In light of all the horrifying events taking place around her, the arrests, the repression, the rumors about the fate awaiting the Jews in the camps in Poland, she understands that she has to stay and testify, to be a partner to the fate of her people and to help as much as possible. The lack of understanding and the indifference on the part of French acquaintances to the fate of the Jews tortures her. Her only consolation is compassion, genuine help. She begins to volunteer for a Jewish organization (the General Organization of Israelites in France, UGIF), which served as a kind of mediator between the Jews and the occupation authorities. To Helene, her activity in this organization, which many considered collaboration or a way of getting benefits from the authorities, is merely a means to help, to take care of the young orphans with whom she walks in the streets of Paris, to care for people in hospitals and occasionally to hide people with French families outside the city.

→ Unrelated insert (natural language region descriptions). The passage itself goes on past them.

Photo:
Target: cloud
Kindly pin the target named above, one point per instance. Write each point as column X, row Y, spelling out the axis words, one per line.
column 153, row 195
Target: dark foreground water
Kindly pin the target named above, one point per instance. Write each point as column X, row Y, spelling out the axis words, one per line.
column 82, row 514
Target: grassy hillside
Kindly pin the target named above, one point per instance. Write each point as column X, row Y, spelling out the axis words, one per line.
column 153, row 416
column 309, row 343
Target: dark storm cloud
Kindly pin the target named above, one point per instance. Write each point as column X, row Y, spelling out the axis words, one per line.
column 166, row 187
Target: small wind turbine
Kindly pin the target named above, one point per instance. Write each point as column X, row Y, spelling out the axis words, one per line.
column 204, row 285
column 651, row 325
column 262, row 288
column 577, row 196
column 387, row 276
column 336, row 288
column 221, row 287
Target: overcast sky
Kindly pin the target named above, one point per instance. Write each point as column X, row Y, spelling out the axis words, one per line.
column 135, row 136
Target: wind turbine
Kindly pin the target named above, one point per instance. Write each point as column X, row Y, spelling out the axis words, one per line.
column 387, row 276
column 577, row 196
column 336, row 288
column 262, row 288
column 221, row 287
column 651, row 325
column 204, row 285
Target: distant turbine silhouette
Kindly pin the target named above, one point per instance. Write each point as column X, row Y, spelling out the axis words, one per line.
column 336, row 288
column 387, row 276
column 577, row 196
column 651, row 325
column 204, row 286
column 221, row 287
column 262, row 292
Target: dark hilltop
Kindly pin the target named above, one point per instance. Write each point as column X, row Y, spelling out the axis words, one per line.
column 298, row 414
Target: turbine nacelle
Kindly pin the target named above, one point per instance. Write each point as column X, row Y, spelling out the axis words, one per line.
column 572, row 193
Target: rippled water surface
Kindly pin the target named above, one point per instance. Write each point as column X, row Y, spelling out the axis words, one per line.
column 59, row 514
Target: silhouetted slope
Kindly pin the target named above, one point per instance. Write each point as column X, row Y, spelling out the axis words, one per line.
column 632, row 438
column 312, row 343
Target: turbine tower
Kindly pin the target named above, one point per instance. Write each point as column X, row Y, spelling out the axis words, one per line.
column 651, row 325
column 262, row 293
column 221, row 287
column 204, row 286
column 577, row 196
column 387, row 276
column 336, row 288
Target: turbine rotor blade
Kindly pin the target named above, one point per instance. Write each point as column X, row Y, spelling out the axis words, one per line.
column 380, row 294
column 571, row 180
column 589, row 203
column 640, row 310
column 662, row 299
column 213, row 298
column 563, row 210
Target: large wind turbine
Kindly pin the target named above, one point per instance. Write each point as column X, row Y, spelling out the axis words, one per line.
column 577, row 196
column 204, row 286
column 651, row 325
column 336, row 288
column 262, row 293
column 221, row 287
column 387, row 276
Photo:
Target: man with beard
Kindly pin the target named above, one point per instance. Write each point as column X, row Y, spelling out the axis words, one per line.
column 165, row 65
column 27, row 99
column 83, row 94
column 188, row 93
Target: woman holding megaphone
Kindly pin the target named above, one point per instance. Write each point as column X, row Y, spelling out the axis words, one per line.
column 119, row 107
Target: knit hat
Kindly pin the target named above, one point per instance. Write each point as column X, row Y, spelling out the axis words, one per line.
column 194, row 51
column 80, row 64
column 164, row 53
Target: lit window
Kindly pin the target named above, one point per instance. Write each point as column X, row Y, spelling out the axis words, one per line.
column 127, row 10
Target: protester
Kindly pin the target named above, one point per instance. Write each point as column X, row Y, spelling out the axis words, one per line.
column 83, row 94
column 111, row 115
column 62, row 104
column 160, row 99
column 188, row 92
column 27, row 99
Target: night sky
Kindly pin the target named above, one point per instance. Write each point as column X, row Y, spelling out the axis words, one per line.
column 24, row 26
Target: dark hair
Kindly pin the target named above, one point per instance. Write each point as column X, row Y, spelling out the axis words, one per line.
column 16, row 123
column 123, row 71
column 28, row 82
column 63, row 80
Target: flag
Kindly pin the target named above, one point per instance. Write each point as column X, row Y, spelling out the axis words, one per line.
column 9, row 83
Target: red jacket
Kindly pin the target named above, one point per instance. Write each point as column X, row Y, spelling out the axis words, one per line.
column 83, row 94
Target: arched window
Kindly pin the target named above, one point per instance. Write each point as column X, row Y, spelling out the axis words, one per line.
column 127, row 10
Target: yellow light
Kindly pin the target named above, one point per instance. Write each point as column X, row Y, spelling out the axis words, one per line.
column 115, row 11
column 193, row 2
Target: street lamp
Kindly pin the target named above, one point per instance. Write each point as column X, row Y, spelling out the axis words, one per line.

Between November 1942 and August 1943, she stops writing in the journal and therefore there is no way of knowing what she went through during those nine months. Unlike other families, the Berrs refuse to flee and choose to remain in their apartment. Helene's mother also volunteered to help Jews, and provided a roof and a helping hand to many families. On October 10, 1943 Helene wrote in her diary: "I have to write in order to be able to show people later on what this period was like. I know that many will have more important lessons... I think about all those who were expelled, about all those rotting in prisons." Helene Berr wrote the lessons while she was still alive. The words that end the journal, on February 15, 1943, say it all: "Horror! Horror! Horror!" As Patrick Modiano wrote, this voice really will remain with us all our lives.